Introduction to XML

Updated on 28 Dec 2022

Introduction

XML is a way to represent data. In these examples we’ll use the well defined DOM library which is also implemented in other languages.

You can see the equivalent representation of this in the json introduction section.

<?xml version="1.0"?>
<data>
    <country name="Liechtenstein">
        <rank>1</rank>
        <year>2008</year>
        <gdppc>141100</gdppc>
        <neighbor name="Austria" direction="E"/>
        <neighbor name="Switzerland" direction="W"/>
    </country>
    <country name="Singapore">
        <rank>4</rank>
        <year>2011</year>
        <gdppc>59900</gdppc>
        <neighbor name="Malaysia" direction="N"/>
    </country>
    <country name="Panama">
        <rank>68</rank>
        <year>2011</year>
        <gdppc>13600</gdppc>
        <neighbor name="Costa Rica" direction="W"/>
        <neighbor name="Colombia" direction="E"/>
    </country>
</data>

Basic access

We will use DOM library for reading XML files. This is a common library found across several programming languages. As a basic example we’ll try this:

from xml.dom import minidom

doc = minidom.parse("xml_data1.xml")

# doc.getElementsByTagName returns NodeList
country = doc.getElementsByTagName("country")[0]

print(country.nodeName)
print(country.nodeType)
print(country.parentNode)
print(country.attributes)

nodeName the name of the tag. In this example, country.
nodeType returns the an integer value that represents ELEMENT_NODE, ATTRIBUTE_NODE, TEXT_NODE, CDATA_SECTION_NODE, ENTITY_NODE, PROCESSING_INSTRUCTION_NODE, COMMENT_NODE, DOCUMENT_NODE, DOCUMENT_TYPE_NODE, NOTATION_NODE
parentNode returns the parent node. I.e. for country the parent node is data.
attributes returns the …

Looping, elements and attributes

We can loop thru the child nodes of an XML document with a standard for loop.

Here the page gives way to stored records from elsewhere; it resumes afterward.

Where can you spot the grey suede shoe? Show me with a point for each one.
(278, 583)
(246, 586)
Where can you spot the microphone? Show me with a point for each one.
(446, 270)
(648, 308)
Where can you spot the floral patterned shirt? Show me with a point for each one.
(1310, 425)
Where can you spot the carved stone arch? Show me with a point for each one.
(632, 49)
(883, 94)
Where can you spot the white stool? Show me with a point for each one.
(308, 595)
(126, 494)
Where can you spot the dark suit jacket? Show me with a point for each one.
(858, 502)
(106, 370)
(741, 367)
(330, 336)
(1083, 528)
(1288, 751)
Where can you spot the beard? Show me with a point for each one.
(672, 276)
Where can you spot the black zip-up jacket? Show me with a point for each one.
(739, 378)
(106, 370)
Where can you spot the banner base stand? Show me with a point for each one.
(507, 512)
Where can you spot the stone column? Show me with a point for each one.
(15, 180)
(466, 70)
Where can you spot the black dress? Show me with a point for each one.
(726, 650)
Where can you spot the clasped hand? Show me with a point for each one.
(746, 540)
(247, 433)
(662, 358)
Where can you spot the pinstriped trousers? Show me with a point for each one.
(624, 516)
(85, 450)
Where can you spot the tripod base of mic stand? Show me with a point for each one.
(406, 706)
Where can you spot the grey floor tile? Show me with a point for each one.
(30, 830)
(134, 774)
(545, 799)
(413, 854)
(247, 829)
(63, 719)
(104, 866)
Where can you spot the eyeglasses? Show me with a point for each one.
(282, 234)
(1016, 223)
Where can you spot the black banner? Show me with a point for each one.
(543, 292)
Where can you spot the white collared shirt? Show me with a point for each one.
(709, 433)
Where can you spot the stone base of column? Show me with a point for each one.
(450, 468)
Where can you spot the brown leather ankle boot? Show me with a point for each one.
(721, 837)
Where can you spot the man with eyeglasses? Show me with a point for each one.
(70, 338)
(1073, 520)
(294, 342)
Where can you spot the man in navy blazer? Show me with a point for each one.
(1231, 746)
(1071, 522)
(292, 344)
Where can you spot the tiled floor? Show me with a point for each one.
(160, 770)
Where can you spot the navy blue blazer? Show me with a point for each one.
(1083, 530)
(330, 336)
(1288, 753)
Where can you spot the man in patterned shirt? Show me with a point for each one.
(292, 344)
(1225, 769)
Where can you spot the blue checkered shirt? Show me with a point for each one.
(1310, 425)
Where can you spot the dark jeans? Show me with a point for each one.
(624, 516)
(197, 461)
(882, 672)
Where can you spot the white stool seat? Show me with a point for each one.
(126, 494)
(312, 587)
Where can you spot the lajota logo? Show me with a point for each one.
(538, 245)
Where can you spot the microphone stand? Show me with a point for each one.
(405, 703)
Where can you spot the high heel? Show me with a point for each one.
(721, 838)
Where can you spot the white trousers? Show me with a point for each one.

from xml.dom import minidom

doc = minidom.parse("xml_data1.xml")

# doc.getElementsByTagName returns NodeList
countries = doc.getElementsByTagName("country")
gdppc   = doc.getElementsByTagName("gdppc")

print("There are {0} countries in the xml document".format(countries.length))
print("There are {0} records for GDPCC".format(gdppc.length)) 

for country in countries:
    nameValue = country.getAttribute("name")
    rankNode = country.getElementsByTagName('rank')[0]
    rankValue = rankNode.firstChild.data

    print("{0}: {1}".format(nameValue, rankValue))

Some pointers

doc.getElementsByTagName("...") returns a nodeList. We can use this to loop thru with a normal for loop.

Notice that even if we get the rank node, we still need to get the firstChild in order to get the value enclosed by the tags. This structure might help:

<rank>blah blah</rank>

rank -> element node
blah blah -> text node

The data property will actually get us the actual value, but this is only available for text nodes.

Loading an xml file

Loading an xml object can be done with the following methods:

parseString -> from a string
parse -> from a file

Unlike Json, parse is a little easier to use because you are supplying a filename to load.

from xml.dom import minidom

doc = minidom.parse("xml_data1.xml")

Saving an xml file

Saving an xml object can be done with node.writexml, and unlike parse that accepts a filename, writexml requires that you pass it an object that has write capabilities. It is a bit of a pain.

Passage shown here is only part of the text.